MRS Customer Summit 2017: A great day out, even better than being in an audience for ITV's Loose Women

Afterwards, the 7 Stars & Newsworks took to the stage and shared their joint research piece on the ‘Filter Bubble effect’. This is the state of isolation that a user can find themselves in, due to the invisible use of ‘oh so clever’ algorithms to selectively guess what web content a user would like to see based on their past click-behaviour.

This can then result in users being excluded from information which appears to disagree with their viewpoints and effectively isolating them from a wider perspective.

Despite only 18% of those surveyed having heard of the term ‘filter bubble’, its effects are undoubtedly experienced by consumers. 68% of those surveyed said they get frustrated by ads that follow them around online and 57% were scared to click on an ad link in case the ad does follow them.

The dissatisfaction with the ‘filter bubble effect’, Helen and Rupert explained, is because relevance needs to be redefined – our interest is peaked by what we are interested in/our hobbies and not necessarily just the last thing we click on. Online ad planners need to be more consumer focused and…

  • Show a little respect
  • Re-define the role for online advertising
  • Re-evaluate relevance
  • Keep the consumer curious


Andrew Tenzer of Trinity Mirror Group was up next to reprimand brands once again, as the recent research he had commissioned showed that brands are often regarded as part of the ‘establishment’ and not to be trusted by consumers.

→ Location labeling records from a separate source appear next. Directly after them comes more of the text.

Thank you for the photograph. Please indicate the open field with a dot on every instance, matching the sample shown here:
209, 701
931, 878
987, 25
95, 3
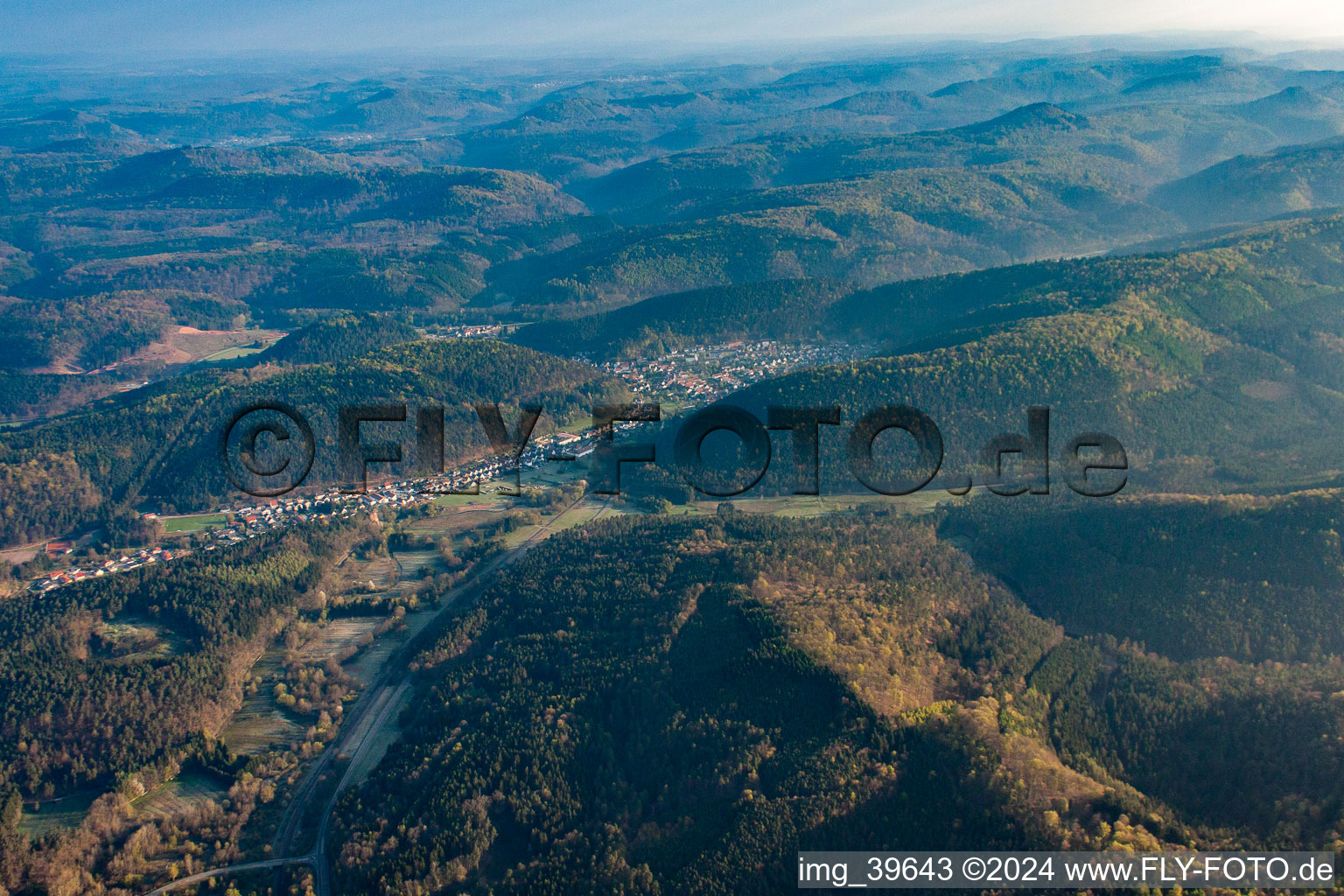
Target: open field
136, 639
381, 739
57, 815
186, 792
261, 723
809, 506
411, 562
339, 635
192, 522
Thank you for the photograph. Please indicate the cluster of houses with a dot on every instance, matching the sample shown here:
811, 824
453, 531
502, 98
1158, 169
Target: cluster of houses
709, 373
701, 374
113, 564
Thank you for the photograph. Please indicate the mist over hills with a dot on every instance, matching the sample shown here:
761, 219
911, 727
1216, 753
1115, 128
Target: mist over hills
657, 692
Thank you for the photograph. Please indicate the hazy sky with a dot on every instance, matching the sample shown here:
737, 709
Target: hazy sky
350, 24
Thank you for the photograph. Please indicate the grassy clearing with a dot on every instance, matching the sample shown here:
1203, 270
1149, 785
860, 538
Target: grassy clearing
261, 723
338, 637
193, 522
810, 506
382, 738
66, 813
185, 792
413, 562
138, 639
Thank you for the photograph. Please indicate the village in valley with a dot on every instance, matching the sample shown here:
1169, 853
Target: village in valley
680, 381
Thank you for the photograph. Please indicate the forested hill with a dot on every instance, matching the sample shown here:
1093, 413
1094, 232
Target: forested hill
842, 680
159, 444
1216, 368
339, 339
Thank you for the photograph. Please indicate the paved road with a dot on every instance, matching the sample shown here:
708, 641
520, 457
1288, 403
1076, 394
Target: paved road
358, 734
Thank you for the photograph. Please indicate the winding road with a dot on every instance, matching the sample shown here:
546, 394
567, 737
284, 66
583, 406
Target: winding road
358, 734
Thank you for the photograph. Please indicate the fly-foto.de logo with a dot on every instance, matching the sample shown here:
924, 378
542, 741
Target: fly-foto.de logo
268, 449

In a post-Brexit, Trump presidency world, where Jeremy Corbyn gets the largest crowd at Glastonbury, perhaps we should be getting used to the unexpected by now?! Anti-establishment feelings are running high Andrew told us, as 42% of those surveyed by the Trinity Mirror stated they do not trust brands and 61% are more loyal to brands they do trust.

As ad agencies appear to support big businesses to make vast profits, consumers are turning inwards to things they feel they can trust. What’s more, the picture gets worse when you leave the M25, as according to Andrew’s research, 46 out of 56 brands tested received a negative relevance score outside of London.

MRS Customer Summit 2017: A great day out, even better than being in an audience for ITV's Loose Women

Ian Ping from the Transport for London (TfL) then talked about how customers use their travel time and how they felt about these journeys.

Surprisingly out of those that travel for 7-10 minutes, 74% said their travelling was worthwhile, 69% thought the time was productive, and a further 70% said it was even enjoyable! Admittedly Ian acknowledged this probably didn't apply if those 7-10 minutes were spent rammed like sardines on the tube with some rather fragrant commuters!


The final afternoon slots saw: Peter Evans from Deloitte UK discussing the growing desire for robo-advice for financial products; Sonia Whitehead from BBC Media Action who spoke about the work they are doing within developing markets to support communities (where technology expansion has grown rapidly in the last few years); and finally, Kathy Ellis from Clarion Housing Group sharing how their low-income families are budgeting differently, but often more effectively than those on higher incomes.


A common thread running through the day was how customers are getting savvier and are increasingly becoming less tolerant of brands who (at least appear to) take advantage.There does seem to be some contradiction in the consumer mind set though. On one hand, they want brands to use their customer data to target marcomms more effectively, so they are less ‘bothered’ by volumes of irrelevant communications, but at the same time they don’t like it when personalisation feels intrusive and ads follow them around online. It’s certainly an interesting time to be in the business of unpicking consumer insight!